The New York Times
April 1, 2010
Cars Starved (or Stuffed) for Attention
By Phil Patton
THE Tango electric commuter car is a conversation piece wherever it appears, including the Detroit auto show in January, and last fall Jay Leno took one for a highly publicized test drive.
The Tango is a yard-wide one-seater — the State of California classifies it as a motorcycle — that got a lift a few years ago from early adopters like the actor George Clooney and Sergey Brin, the co-founder of Google.
The oh-so-narrow Tango may seem radically different, but it follows the precedent of other very thin cars. For instance, Volkswagen showed its skinny L1 diesel-electric hybrid — said to be capable of 160 miles per gallon — at the Frankfurt auto show last fall. At the 2009 Tokyo auto show, Nissan showed the Land Glider, a narrow concept car that leans on turns like a motorcycle.

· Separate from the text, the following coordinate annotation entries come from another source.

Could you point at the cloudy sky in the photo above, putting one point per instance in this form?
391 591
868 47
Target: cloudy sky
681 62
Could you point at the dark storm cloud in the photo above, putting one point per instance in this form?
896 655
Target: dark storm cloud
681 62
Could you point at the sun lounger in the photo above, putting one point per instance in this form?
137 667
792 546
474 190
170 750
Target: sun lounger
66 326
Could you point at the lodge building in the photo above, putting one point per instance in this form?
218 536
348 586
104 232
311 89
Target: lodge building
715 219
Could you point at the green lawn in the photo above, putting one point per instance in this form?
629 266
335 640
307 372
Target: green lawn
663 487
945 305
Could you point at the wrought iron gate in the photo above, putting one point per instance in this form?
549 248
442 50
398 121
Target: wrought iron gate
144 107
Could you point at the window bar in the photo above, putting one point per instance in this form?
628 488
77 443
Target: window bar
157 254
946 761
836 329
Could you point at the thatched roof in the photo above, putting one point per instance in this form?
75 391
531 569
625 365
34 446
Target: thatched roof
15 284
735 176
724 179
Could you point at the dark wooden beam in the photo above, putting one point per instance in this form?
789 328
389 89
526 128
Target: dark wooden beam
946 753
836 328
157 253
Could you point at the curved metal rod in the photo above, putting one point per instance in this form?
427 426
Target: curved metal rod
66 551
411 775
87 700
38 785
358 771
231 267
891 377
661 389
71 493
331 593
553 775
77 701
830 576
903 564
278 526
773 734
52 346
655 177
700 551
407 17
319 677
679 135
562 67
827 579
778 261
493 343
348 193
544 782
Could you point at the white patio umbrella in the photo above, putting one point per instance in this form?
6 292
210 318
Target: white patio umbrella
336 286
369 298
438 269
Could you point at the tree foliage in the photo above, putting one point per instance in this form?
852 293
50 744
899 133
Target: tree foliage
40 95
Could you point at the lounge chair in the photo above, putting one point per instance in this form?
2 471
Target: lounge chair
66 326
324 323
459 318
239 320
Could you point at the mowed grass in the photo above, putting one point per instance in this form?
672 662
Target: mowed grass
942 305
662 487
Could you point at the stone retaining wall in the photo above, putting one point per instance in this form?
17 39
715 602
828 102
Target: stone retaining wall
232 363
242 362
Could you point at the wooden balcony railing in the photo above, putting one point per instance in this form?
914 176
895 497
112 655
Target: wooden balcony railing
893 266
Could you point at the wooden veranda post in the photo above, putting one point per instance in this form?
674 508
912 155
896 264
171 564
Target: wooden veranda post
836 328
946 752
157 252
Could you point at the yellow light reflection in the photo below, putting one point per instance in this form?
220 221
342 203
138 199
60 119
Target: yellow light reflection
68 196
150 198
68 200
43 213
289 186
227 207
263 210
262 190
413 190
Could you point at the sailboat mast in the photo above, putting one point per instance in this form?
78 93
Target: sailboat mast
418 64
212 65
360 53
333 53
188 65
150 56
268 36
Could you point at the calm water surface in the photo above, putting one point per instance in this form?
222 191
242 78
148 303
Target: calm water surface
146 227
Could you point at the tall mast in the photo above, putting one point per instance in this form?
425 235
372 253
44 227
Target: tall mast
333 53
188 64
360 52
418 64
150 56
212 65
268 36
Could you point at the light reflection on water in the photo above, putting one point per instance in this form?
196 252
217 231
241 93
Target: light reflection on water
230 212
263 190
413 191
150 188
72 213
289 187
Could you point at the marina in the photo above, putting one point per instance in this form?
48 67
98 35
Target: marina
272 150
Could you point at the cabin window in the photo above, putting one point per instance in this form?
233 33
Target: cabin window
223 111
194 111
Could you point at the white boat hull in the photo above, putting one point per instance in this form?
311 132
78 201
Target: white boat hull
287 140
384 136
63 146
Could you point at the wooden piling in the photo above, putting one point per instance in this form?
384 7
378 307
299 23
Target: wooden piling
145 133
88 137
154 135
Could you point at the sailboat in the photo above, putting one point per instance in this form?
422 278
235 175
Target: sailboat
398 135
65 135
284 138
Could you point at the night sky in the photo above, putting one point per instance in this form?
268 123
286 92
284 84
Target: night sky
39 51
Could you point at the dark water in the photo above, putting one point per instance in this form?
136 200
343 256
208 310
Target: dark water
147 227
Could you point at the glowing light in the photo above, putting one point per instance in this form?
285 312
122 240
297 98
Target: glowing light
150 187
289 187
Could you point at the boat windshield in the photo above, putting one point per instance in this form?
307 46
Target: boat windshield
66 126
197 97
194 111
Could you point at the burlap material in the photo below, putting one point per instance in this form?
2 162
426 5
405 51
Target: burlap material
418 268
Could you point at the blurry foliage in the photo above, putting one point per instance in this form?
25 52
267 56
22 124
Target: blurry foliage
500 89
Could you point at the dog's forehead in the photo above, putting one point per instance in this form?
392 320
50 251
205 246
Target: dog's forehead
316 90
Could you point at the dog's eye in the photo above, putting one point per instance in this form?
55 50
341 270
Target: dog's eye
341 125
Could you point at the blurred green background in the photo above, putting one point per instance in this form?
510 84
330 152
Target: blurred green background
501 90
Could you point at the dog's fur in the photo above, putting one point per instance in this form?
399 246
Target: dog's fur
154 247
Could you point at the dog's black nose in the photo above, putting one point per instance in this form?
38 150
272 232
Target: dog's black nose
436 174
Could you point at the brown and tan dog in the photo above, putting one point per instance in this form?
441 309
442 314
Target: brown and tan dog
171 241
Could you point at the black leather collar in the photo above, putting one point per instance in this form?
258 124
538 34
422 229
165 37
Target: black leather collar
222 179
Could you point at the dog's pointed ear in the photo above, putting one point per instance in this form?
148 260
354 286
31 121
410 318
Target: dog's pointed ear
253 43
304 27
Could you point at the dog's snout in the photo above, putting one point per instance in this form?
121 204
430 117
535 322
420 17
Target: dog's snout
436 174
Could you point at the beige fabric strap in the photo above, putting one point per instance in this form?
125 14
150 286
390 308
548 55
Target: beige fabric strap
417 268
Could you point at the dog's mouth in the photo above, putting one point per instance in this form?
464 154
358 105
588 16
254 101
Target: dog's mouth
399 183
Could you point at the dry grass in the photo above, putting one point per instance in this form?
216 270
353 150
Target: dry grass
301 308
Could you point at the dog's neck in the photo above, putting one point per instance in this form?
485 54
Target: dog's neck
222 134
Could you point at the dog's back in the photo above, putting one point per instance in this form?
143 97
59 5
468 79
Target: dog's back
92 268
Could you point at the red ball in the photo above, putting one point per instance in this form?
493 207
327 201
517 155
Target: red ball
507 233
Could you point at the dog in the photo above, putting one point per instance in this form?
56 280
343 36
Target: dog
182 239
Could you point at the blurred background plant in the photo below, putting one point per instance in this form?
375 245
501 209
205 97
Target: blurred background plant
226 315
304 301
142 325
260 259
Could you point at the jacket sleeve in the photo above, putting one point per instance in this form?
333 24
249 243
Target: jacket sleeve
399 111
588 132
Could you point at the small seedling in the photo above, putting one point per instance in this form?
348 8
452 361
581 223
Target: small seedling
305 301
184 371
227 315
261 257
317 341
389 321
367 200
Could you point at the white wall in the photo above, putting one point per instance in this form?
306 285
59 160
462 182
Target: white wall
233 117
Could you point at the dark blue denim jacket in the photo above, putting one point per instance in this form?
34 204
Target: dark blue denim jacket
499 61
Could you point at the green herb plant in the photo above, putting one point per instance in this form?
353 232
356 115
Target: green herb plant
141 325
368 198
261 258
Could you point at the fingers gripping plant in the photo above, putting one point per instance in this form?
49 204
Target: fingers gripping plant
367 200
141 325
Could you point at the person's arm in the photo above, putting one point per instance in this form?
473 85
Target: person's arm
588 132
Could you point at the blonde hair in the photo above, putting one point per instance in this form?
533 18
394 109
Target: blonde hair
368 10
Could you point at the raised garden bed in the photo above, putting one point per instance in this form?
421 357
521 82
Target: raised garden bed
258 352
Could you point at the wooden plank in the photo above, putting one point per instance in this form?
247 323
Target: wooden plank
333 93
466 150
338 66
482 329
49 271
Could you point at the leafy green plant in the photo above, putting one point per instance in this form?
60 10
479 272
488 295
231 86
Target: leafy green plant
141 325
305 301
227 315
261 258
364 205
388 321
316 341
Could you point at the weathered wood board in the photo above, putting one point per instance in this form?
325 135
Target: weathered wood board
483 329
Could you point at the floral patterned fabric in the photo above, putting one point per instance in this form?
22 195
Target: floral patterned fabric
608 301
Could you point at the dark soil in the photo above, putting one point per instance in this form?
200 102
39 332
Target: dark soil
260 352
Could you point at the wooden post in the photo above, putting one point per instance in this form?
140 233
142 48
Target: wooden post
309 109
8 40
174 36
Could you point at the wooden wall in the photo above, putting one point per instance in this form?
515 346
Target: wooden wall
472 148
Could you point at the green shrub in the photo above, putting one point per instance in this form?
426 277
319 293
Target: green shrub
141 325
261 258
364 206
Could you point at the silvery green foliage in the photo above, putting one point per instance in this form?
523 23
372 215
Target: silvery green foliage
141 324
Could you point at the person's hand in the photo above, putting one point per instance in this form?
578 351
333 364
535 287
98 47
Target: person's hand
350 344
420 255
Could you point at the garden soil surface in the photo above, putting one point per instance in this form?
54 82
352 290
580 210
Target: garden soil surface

Another slimmed-down car — a piece of art — was recently seen at the Museum of Modern Art in New York. Called "La DS," it was included in a retrospective of works by the Mexican artist Gabriel Orozco. The exhibition has moved from New York to Switzerland, where it opens on April 18 at the Kunstmuseum in Basel. The show will later move to the Georges Pompidou Center in Paris and the Tate Modern in London.
The artwork is a highly modified Citroën DS, a car that the French nicknamed La Déesse — or "the goddess." Roland Barthes, the French theorist and semiologist, once praised the iconic Citroën as a contemporary cathedral.
In 1993, Mr. Orozco took a silver DS, removed the engine and sliced two feet out of the middle. The result is a "car" not quite 45 inches wide. (The VW L1's width is 49 inches, the Land Glider's 43 and the Tango's just 39.)
The Citroën DS is a symbol of national pride in France, and Mr. Orozco's manipulation of it is a commentary — a bit of wry blasphemy against the goddess, like pasting a mustache on the Statue of Liberty. Like the Tango, "La DS" is so skinny it seems to trick the eye.
A news release for the MoMA show said Mr. Orozco "deliberately blurs the boundaries between the art object and the everyday environment." He had previously said that in making the piece his idea was "to deconstruct a cultural icon that is not just an icon, because it is also a machine that has a function, and to remake it on its own logic."
While thin is in, for automobiles as well as fashion models, an Austrian artist seems to demonstrate that cars are so full of themselves that they are about to burst out of their skins.
The artist, Erwin Wurm, made his Fat Cars as puffy, obese, life-size sculptures that bulge like overfilled sacks. Like the thin cars, they undercut the iconic qualities of certain cars — to transform a svelte Porsche into a pudgy roadster, as he has done, is a joke in itself.
The Fat Cars seem to poke fun at pomposity. Mr. Wurm has also done Fat Houses, mocking oversize homes. In 2002, he persuaded curators to put pillows inside their clothing and walk about art galleries — literally making fun of stuffed shirts.
Born in 1954, Mr. Wurm has a history of unusual artworks. His One Minute Sculptures was a bit of performance art created by museum visitors who agreed to serve as models for 60 seconds.
The Fat Cars have been shown around the world, including stops in Moscow, San Francisco and the Rose Art Museum at Brandeis University in Waltham, Mass.
Mr. Wurm exhibits at the Aurel Scheibler gallery in Berlin, the Galerie Krinzinger in Vienna and the Lehmann Maupin Gallery in New York, where a Wurm show is planned for the fall.
For his first Fat Car, Mr. Wurm worked with Opel designers, but found the result less than satisfactory. He told an interviewer in Austria, Peter Zuspan, that his idea was to combine something like a biological system with a mechanical one. But Opel's computerized design equipment could not produce the kind of "natural" rounded shapes that he wanted, he said. Instead, Mr. Wurm ended up using only the chassis of an actual car. The "fat" was polyurethane foam and Styrofoam covered with lacquer. The "Fat Convertible" came in 2004 and a car with no wheels, "UFO," in 2006.
Just as cars may be on the cusp of fundamental change — with batteries perhaps supplanting the internal-combustion engine — artists seem to be rethinking the automobile as a symbol.
And Mr. Wurm's corpulent creations may symbolize something more to automotive engineers who can't sleep at night because of looming fuel economy standards. For those sweating to shave a milligram here and a quarter-ounce there from coming models, Fat Cars could be their worst nightmare.